Pesquisa mostra que Brasil é sensível a filmes publicitários com apelo emocional
Pesquisa mostra que Brasil é sensível a filmes publicitários com apelo emocional
Um levantamento feito pela Millward Brown - empresa de pesquisa especializada em propaganda, comunicações de marketing e mídia - mostrou que o Brasil é um dos países mais sensíveis a filmes publicitários com apelo emocional. A América Latina toda se destaca pelo alto índice de aceitação (30%), enquanto a Ásia aparece em último lugar, com apenas 15%.
Com a análise, foi possível detectar que o apelo racional em filmes publicitários tem um grau de aceitabilidade superior em países asiáticos, como China e Índia (35%), e inferior na América Latina (24%) e África (25%).
Além do Brasil, consumidores do México e da África do Sul aceitam bem o apelo emocional nas propagandas. Mas cada um tem suas peculiaridades. Por exemplo, no Brasil o consumidor é pouco racional e aprecia abordagens mais irreverentes na hora dos comerciais.
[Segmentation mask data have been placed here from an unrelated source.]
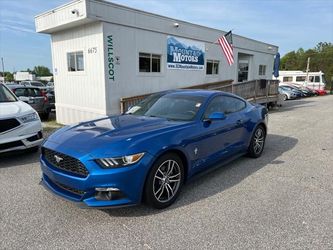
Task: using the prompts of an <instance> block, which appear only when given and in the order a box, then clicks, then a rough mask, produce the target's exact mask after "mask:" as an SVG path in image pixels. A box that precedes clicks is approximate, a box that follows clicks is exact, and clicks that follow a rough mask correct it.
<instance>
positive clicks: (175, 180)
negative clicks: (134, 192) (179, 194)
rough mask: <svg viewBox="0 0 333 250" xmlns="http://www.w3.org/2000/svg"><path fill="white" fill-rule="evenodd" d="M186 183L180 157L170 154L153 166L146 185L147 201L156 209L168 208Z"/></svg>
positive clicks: (181, 161)
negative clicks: (157, 208)
mask: <svg viewBox="0 0 333 250" xmlns="http://www.w3.org/2000/svg"><path fill="white" fill-rule="evenodd" d="M183 181H184V166H183V163H182V161H181V159H180V158H179V156H178V155H176V154H173V153H169V154H165V155H163V156H162V157H160V158H159V159H158V160H157V161H156V162H155V163H154V165H153V167H152V169H151V171H150V173H149V175H148V178H147V181H146V185H145V190H144V194H145V201H146V202H147V204H148V205H149V206H151V207H154V208H159V209H162V208H166V207H168V206H170V205H171V204H172V203H174V201H175V200H176V199H177V197H178V195H179V193H180V190H181V187H182V185H183Z"/></svg>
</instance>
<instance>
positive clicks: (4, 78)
mask: <svg viewBox="0 0 333 250" xmlns="http://www.w3.org/2000/svg"><path fill="white" fill-rule="evenodd" d="M1 63H2V76H3V84H5V64H4V63H3V57H1Z"/></svg>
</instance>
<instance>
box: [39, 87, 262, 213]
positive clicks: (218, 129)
mask: <svg viewBox="0 0 333 250" xmlns="http://www.w3.org/2000/svg"><path fill="white" fill-rule="evenodd" d="M267 119H268V114H267V108H266V107H264V106H262V105H254V104H251V103H249V102H247V101H246V100H244V99H242V98H240V97H238V96H235V95H233V94H230V93H225V92H220V91H204V90H177V91H166V92H162V93H157V94H153V95H151V96H149V97H147V98H146V99H145V100H143V101H142V102H141V103H139V104H138V105H136V106H134V107H132V108H131V109H130V110H128V112H127V113H126V114H123V115H117V116H111V117H106V118H102V119H98V120H93V121H88V122H83V123H79V124H77V125H72V126H65V127H63V128H61V129H60V130H58V131H56V132H55V133H53V134H52V135H50V137H49V138H48V139H47V140H46V141H45V142H44V143H43V145H42V155H41V158H40V161H41V169H42V182H41V183H42V184H43V185H44V186H45V187H46V188H47V189H48V190H50V191H52V192H53V193H54V194H57V195H59V196H61V197H63V198H65V199H67V200H71V201H75V202H78V203H79V204H81V205H83V206H88V207H104V208H105V207H115V206H126V205H134V204H138V203H140V202H141V200H144V201H146V203H147V204H148V205H150V206H152V207H154V208H165V207H167V206H169V205H171V204H172V203H173V202H174V201H175V200H176V199H177V197H178V195H179V192H180V190H181V188H182V186H183V184H184V183H186V182H187V181H188V180H189V179H191V178H192V177H194V176H196V175H197V174H199V173H201V172H203V171H207V170H211V169H213V168H215V167H219V166H220V165H223V164H226V163H227V162H230V161H231V160H232V159H235V158H236V157H238V156H240V155H244V154H248V155H249V156H251V157H254V158H256V157H260V155H261V154H262V152H263V149H264V145H265V138H266V133H267V132H266V131H267Z"/></svg>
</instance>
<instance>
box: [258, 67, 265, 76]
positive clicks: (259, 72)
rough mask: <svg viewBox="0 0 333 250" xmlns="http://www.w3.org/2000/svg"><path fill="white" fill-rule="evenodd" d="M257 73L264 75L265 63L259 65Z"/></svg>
mask: <svg viewBox="0 0 333 250" xmlns="http://www.w3.org/2000/svg"><path fill="white" fill-rule="evenodd" d="M259 75H260V76H264V75H266V65H259Z"/></svg>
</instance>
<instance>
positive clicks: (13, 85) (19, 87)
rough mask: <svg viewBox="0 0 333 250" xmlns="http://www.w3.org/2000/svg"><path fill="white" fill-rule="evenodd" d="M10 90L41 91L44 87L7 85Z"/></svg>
mask: <svg viewBox="0 0 333 250" xmlns="http://www.w3.org/2000/svg"><path fill="white" fill-rule="evenodd" d="M7 87H8V88H10V89H18V88H20V89H31V88H33V89H41V88H42V87H38V86H30V85H29V86H25V85H21V84H11V85H7Z"/></svg>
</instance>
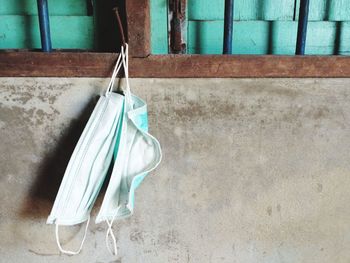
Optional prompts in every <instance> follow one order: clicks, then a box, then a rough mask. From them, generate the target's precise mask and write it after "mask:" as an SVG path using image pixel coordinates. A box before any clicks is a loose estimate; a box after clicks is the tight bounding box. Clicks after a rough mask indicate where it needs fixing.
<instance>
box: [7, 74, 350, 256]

A Espanha apareceu no estudo como o país com melhor resposta à comunicações de apelo emocional, inclusive superando alguns países latinos. O fato é atribuído pelos especialistas ao alto envolvimento do país com música e dança.
No México, os consumidores gostam do alto grau de emocionalidade nas comunicações, porém de forma um pouco mais melancólica e sentimentalista, cultura "estereotipada" no país por conta das novelas mexicanas.
A África do Sul, por sua vez, apresenta alto índice de rejeição à abordagem racional. Entretanto, um tom puramente emocional no país também não agrada. O ideal, nesta região, é intercalar o apelo emocional com informações sobre o produto.
No caso de Argentina e Chile, a resposta à comunicação não deve ser tão pautada no emocional. Nesses países, a população aprecia elementos criativos como música e cenas que retratem o cotidiano, mas também elementos racionais que consigam munir o consumidor de informações relevantes sobre o que está sendo comunicado.
A Inglaterra foge aos padrões dos demais países. Seus consumidores apreciam elementos criativos e, principalmente, irreverência nos filmes publicitários. Os filmes de sucesso neste país estão distantes de uma abordagem racional e do uso de cenas do cotidiano. Ao contrário, os comerciais costumam ter a presença de celebridades e música.
Estados Unidos também é um caso à parte. Seus consumidores gostam de receber mensagens mais diretas, informativas e óbvias, sem grande presença de apelo emocional. Especialistas da área de propaganda atribuem isso ao fato dos americanos serem mais consumistas e comprarem por impulso, sem muita interferência de fatores psicológicos.
Finalmente, Índia e China podem ser classificados como países totalmente racionais. Em razão de uma série de fatores históricos e econômicos dessas regiões que vêm crescendo bastante nas últimas décadas, seus consumidores acabam apreciando muito mais comunicações objetivas e de apelo racional.
No caso específico da China, por ser um país que tem sido invadido por novas marcas e, consequentemente, por diversos filmes publicitários, pode-se notar que os nativos preferem comerciais de fácil entendimento e baixa complexidade.
Os estudos foram apresentados durante o 3º Congresso Brasileiro de Pesquisa, evento bienal promovido pela Associação Brasileira das Empresas de Pesquisa (Abep), que aconteceu em São Paulo nos dias 22, 23 e 24 de abril.